Elizabeth Farnsworth, who conducted research projects in plant ecology worldwide, dies
Dr. ELIZABETH JEAN FARNSWORTH, 54, died unexpectedly on October 27th 2017 at home in Amherst, Massachusetts. She was born in Boston, MA on December 8th, 1962. She was educated at Brown University (B.A. with honors 1984), The University of Vermont (M.S. Botany 1991), and Harvard University (PhD. Ecology 1997). She conducted scientific research on many ecosystems throughout the world, focusing on restoration, conservation, and climate change. She was awarded a Bullard Research Fellowship by Harvard University in 2005 and a National Science Foundation Postdoctoral Fellowship in 1999. She was a scientific consultant to the National Park Service, The Trustees of Reservations, U. S. Forest Service, Massachusetts and Connecticut Natural Heritage Programs, United Nations, and the Mount Grace Land Conservation Trust.

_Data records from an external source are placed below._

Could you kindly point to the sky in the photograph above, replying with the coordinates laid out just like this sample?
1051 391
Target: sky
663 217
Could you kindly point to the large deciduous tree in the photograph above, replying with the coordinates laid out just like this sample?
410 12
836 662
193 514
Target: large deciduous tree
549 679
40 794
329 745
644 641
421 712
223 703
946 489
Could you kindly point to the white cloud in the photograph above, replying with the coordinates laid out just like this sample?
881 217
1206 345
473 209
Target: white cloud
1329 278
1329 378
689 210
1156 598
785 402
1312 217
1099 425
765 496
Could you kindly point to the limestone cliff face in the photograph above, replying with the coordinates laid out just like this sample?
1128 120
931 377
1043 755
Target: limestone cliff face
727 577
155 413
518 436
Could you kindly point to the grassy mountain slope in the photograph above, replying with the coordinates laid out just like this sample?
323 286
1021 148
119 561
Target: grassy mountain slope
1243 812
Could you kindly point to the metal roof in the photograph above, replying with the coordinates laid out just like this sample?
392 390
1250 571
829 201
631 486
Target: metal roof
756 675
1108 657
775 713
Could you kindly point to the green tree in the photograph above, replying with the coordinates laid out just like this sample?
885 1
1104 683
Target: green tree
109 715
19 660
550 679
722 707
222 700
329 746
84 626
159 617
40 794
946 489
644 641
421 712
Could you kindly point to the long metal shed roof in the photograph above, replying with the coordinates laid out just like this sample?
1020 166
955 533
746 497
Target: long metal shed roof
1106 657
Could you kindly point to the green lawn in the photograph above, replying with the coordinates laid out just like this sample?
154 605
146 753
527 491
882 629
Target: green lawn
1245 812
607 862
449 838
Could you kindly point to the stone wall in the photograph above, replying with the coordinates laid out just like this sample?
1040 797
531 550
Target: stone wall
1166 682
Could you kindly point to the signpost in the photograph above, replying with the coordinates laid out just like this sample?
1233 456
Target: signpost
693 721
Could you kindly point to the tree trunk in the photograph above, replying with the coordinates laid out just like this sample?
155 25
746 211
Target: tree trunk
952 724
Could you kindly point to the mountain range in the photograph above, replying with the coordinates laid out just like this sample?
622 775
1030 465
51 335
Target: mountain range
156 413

Elizabeth conducted research projects in plant ecology all over the world in a vigorous and distinguished career spanning more than three decades. She dedicated her prolific scientific and artistic expertise to environmental education in a wide variety of settings, from university teaching to development of ecology education projects for children. She was a Senior Research Ecologist with the New England Wild Flower Society (NEWFS), and a biologist, educator, and scientific illustrator. She was also Editor-in-Chief of the botanical journal, Rhodora. She was principal investigator on a National Science Foundation-funded project to develop an on-line award-winning guide to the regional flora for teaching botany (Go Botany). She previously coordinated NEWFS planning for the conservation and management of over 100 species of rare plants. She illustrated the Flora of New England (Yale University Press) and the Nature of New Hampshire with the NH Natural Heritage Bureau, and illustrated and co-wrote the award-winning Field Guide to the Ants of New England (Yale University Press). She was co-author of the Connecticut River Boating Guide: Source to Sea and the Peterson Field Guide to the Ferns.
She was also a member of the graduate faculties of the University of Massachusetts at Amherst and the University of Rhode Island, and taught at Smith College and Hampshire College. She served as Ecologist with the Connecticut Chapter of The Nature Conservancy where she awarded another Switzer Fellow, Laura Meyerson, her first research grant thus launching her career.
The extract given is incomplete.